Freilich, der europäische Mensch empfindet diese Spannung als Nothstand; und es ist schon zwei Mal im grossen Stile versucht worden, den Bogen abzuspannen, einmal durch den Jesuitismus, zum zweiten Mal durch die demokratische Aufklärung:—als welche mit Hülfe der Pressfreiheit und des Zeitunglesens es in der That erreichen dürfte, dass der Geist sich selbst nicht mehr so leicht als “Noth” empfindet!

The Nietzsche Channel translates this as follows:

To be sure, European man experiences this tension as a state of distress; twice already attempts have been made in the grand style to slacken the bow, once by means of Jesuitism, the second time by means of the democratic Enlightenment:—which, with the aid of freedom of the press and newspaper-reading, might indeed bring it about that the spirit would no longer experience itself so easily as “distress”!

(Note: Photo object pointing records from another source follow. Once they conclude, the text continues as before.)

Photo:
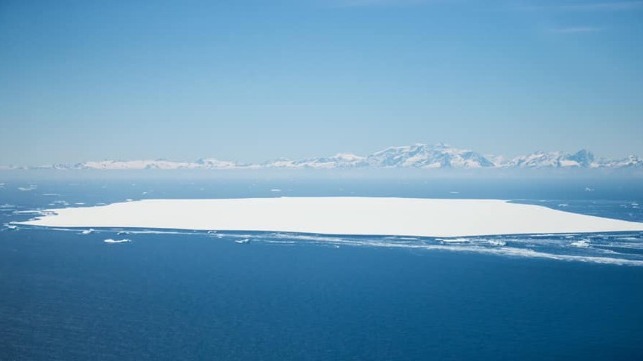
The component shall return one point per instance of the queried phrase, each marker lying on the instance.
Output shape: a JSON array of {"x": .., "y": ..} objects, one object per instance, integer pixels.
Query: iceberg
[{"x": 336, "y": 215}]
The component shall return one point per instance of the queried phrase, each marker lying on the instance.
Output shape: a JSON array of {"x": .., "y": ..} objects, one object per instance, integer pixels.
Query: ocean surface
[{"x": 67, "y": 294}]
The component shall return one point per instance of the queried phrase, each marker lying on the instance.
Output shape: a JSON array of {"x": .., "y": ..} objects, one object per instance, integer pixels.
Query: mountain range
[{"x": 412, "y": 156}]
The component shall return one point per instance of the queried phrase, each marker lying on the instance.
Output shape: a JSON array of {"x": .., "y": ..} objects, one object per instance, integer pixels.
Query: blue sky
[{"x": 252, "y": 80}]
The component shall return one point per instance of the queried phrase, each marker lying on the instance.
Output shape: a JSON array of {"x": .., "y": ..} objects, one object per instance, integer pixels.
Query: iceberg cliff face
[{"x": 438, "y": 156}]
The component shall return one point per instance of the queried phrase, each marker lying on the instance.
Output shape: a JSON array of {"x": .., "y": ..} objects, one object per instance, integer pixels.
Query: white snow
[
  {"x": 336, "y": 215},
  {"x": 112, "y": 241}
]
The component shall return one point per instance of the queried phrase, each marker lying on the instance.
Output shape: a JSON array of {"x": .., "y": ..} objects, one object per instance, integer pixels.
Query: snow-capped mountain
[
  {"x": 428, "y": 156},
  {"x": 341, "y": 160},
  {"x": 207, "y": 163},
  {"x": 580, "y": 159},
  {"x": 630, "y": 162},
  {"x": 410, "y": 156}
]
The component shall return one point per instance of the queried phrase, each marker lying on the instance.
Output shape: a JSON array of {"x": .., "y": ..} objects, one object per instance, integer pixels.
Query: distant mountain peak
[{"x": 418, "y": 155}]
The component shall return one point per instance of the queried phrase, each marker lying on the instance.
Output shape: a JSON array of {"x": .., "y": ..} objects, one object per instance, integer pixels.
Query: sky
[{"x": 254, "y": 80}]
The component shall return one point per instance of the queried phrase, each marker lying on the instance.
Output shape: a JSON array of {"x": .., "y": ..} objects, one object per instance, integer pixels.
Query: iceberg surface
[{"x": 336, "y": 215}]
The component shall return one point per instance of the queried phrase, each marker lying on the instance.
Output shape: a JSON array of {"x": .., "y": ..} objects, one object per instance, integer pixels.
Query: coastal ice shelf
[{"x": 336, "y": 215}]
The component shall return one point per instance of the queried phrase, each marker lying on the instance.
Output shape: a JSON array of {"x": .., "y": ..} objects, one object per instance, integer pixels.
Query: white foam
[
  {"x": 337, "y": 215},
  {"x": 112, "y": 241}
]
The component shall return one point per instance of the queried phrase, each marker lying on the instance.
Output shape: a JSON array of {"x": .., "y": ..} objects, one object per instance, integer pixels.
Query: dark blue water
[{"x": 190, "y": 296}]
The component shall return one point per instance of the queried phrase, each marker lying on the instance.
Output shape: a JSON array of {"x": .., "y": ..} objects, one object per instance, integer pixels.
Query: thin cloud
[
  {"x": 575, "y": 30},
  {"x": 605, "y": 6},
  {"x": 374, "y": 3},
  {"x": 595, "y": 6}
]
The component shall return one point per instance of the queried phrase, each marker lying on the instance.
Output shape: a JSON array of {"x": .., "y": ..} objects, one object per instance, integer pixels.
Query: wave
[
  {"x": 112, "y": 241},
  {"x": 617, "y": 248}
]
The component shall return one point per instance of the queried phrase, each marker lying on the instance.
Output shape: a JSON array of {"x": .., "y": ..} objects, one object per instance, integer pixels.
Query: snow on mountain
[
  {"x": 341, "y": 160},
  {"x": 411, "y": 156},
  {"x": 630, "y": 162},
  {"x": 580, "y": 159},
  {"x": 428, "y": 156},
  {"x": 208, "y": 163}
]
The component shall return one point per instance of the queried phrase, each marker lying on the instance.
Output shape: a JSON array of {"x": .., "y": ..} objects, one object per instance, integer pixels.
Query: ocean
[{"x": 181, "y": 295}]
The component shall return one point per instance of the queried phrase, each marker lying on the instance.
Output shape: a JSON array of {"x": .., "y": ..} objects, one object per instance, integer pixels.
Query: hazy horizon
[{"x": 257, "y": 80}]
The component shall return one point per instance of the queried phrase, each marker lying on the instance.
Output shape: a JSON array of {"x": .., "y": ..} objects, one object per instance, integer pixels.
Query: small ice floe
[
  {"x": 11, "y": 227},
  {"x": 584, "y": 243},
  {"x": 497, "y": 243},
  {"x": 453, "y": 240},
  {"x": 6, "y": 207},
  {"x": 113, "y": 241}
]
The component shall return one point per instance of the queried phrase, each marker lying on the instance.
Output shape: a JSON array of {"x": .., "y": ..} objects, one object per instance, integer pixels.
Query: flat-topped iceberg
[{"x": 337, "y": 215}]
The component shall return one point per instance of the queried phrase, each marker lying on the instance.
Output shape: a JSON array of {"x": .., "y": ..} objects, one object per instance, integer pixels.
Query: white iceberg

While there is more to say about the implications of Nietzsche’s discussion of the tightening and slackening of bows might have to do with Enlightenment and Counter-Enlightenment, for now it may be enough simply to note the pliability of the word Bogen. My chief interest, however, is with the peculiar diagram that Nietzsche drew to illustrate his account of cultural development: I’m not quite sure what to make of it.

The text would lead us to expect that Nietzsche would go on to draw arcs contrasting the trajectory of Aufklärung and Gegen-Aufklärung (with the latter exemplified by Schopenhauer and Wagner). But that, it would appear, is not quite what he does: instead, we have a series of smaller arcs — the first of which is labelled  “Romantik” — and a broader, higher arc that is connected to the name “Wagner.”    As Nietzsche explains in the text underneath the drawing, the peaks of these smaller arcs approach (but do not reach) the peak of the larger arc.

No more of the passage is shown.